개발환경
OS : MacOS
Pytorch : 2.2.0
Python : 3.9.13
데이터셋 및 코드 출처
https://github.com/IlliaOvcharenko/lung-segmentation%C3%9F%E2%88%9A
https://github.com/milesial/Pytorch-UNet
학부 때 Image Denoising 연구를 메인으로 하다보니 Oject Detection이나 Segmentation과 같은 다른 Vision Task에 대해 잘 알지 못하여서 이번 기회에 공부해보려합니다.
첫 번째로 공부한 분야는 U-Net 모형으로 잘 알려진 Image Segmentation(이미지 분할)입니다.

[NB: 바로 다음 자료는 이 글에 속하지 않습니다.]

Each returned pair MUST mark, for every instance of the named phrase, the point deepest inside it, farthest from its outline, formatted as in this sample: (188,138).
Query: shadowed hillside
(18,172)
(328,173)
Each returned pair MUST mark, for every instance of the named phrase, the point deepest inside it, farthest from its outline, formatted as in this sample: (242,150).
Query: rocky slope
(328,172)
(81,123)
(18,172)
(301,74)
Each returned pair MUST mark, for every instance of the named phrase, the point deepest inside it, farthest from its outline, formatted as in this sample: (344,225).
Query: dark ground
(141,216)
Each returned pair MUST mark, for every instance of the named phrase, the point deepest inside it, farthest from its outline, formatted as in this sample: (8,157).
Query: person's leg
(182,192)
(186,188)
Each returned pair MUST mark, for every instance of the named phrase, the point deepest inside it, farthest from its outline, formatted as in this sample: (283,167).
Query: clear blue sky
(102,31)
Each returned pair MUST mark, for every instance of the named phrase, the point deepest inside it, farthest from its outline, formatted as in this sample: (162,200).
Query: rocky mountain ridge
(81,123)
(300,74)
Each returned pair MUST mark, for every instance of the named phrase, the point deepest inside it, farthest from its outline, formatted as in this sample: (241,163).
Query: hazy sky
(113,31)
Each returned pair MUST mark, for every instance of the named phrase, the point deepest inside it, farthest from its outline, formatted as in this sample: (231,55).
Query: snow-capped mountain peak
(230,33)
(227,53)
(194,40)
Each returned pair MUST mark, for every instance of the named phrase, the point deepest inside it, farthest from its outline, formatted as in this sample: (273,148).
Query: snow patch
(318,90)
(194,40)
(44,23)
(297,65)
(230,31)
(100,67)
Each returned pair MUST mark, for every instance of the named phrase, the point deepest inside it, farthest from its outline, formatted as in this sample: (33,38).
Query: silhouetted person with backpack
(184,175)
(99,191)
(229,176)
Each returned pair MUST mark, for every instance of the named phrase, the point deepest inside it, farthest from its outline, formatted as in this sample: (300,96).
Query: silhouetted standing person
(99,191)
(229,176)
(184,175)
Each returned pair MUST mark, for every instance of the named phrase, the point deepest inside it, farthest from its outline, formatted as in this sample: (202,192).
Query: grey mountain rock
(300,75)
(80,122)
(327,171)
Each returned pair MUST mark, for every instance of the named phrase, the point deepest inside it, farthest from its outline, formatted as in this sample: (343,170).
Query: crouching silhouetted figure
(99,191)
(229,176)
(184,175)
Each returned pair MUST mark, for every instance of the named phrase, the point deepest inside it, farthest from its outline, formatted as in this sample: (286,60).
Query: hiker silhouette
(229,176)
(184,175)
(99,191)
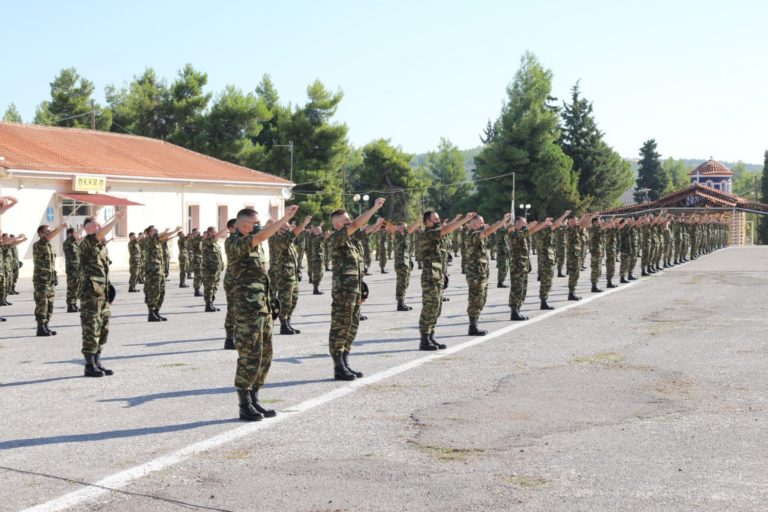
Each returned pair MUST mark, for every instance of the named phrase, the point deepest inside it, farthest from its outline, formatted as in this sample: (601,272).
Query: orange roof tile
(77,151)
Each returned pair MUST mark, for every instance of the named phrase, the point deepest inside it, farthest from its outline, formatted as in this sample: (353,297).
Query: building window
(223,212)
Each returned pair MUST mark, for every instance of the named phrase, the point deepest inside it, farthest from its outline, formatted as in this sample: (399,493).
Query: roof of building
(711,168)
(77,151)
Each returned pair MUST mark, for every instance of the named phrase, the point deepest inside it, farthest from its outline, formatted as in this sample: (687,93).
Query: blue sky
(690,74)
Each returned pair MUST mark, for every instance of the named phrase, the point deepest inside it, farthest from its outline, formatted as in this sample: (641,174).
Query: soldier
(72,267)
(403,262)
(478,269)
(315,257)
(546,256)
(573,254)
(94,293)
(134,261)
(44,277)
(287,272)
(253,310)
(229,278)
(183,259)
(212,265)
(433,274)
(347,289)
(154,271)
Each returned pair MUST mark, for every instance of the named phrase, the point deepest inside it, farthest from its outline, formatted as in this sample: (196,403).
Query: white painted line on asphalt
(124,478)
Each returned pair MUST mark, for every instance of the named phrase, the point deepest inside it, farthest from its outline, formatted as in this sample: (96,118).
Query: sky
(690,74)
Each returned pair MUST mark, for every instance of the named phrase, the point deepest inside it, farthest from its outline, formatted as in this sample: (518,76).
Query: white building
(65,174)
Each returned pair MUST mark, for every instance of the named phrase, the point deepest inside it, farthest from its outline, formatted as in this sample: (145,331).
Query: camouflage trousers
(211,278)
(431,299)
(610,265)
(229,320)
(502,268)
(345,318)
(596,266)
(73,287)
(315,271)
(478,293)
(253,340)
(518,285)
(94,320)
(154,289)
(546,274)
(573,266)
(403,280)
(287,289)
(44,296)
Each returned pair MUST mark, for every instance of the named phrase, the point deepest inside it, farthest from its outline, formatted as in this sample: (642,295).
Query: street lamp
(526,207)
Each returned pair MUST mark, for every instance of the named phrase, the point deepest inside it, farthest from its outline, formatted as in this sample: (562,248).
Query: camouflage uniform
(94,308)
(253,321)
(72,267)
(211,267)
(345,293)
(432,276)
(43,279)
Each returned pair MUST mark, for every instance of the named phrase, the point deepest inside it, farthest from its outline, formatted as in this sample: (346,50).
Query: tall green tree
(445,169)
(71,103)
(142,108)
(652,180)
(12,114)
(763,229)
(524,140)
(602,174)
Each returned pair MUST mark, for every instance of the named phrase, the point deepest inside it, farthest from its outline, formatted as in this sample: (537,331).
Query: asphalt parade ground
(651,396)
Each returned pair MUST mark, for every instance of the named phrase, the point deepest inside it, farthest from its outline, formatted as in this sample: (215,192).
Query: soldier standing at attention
(403,262)
(253,310)
(347,288)
(287,272)
(94,293)
(212,265)
(44,277)
(72,267)
(433,275)
(134,261)
(478,267)
(183,260)
(573,257)
(154,271)
(546,257)
(229,320)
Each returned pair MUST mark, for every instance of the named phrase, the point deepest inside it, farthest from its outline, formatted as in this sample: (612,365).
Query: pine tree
(652,179)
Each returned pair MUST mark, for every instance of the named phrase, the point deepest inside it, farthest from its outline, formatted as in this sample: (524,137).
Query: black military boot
(229,341)
(91,370)
(97,363)
(267,413)
(345,360)
(426,343)
(153,316)
(340,372)
(247,411)
(516,315)
(441,346)
(295,330)
(473,330)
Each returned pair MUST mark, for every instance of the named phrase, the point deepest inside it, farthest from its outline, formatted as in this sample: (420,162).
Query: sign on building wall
(86,183)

segmentation(세그멘테이션)은 영상, 이미지를 구성하는 픽셀들을 특정 클래스, 라벨로 분할하는 일련의 과정을 의미합니다. 보통 이미지내의 객체들을 분할하는 작업을 말합니다. 예를들어 강아지 한마리 사진이 있다면, 강아지와 뒤의 배경을 분할하는 작업이 바로 segmentation입니다.
의료영상, 자율주행 등 다양한 분야에 접목되어 사용되고 있습니다.
출처 : Tensorflow 홈페이지
논문 링크
Conference: MICCAI 2015
Title : U-Net: Convolution Networks for Biomedical Image Segmentation
https://arxiv.org/abs/1505.04597
Segmentation의 가장 대표적인 모델은 바로 U-Net입니다. 모형의 구조가 "U"형태를 닮아 붙여졌다.
U-Net은 크게 두 부분으로 두 부분, 수축경로(Contracting Path)와 확장경로(Expanding Path)로 구성된다.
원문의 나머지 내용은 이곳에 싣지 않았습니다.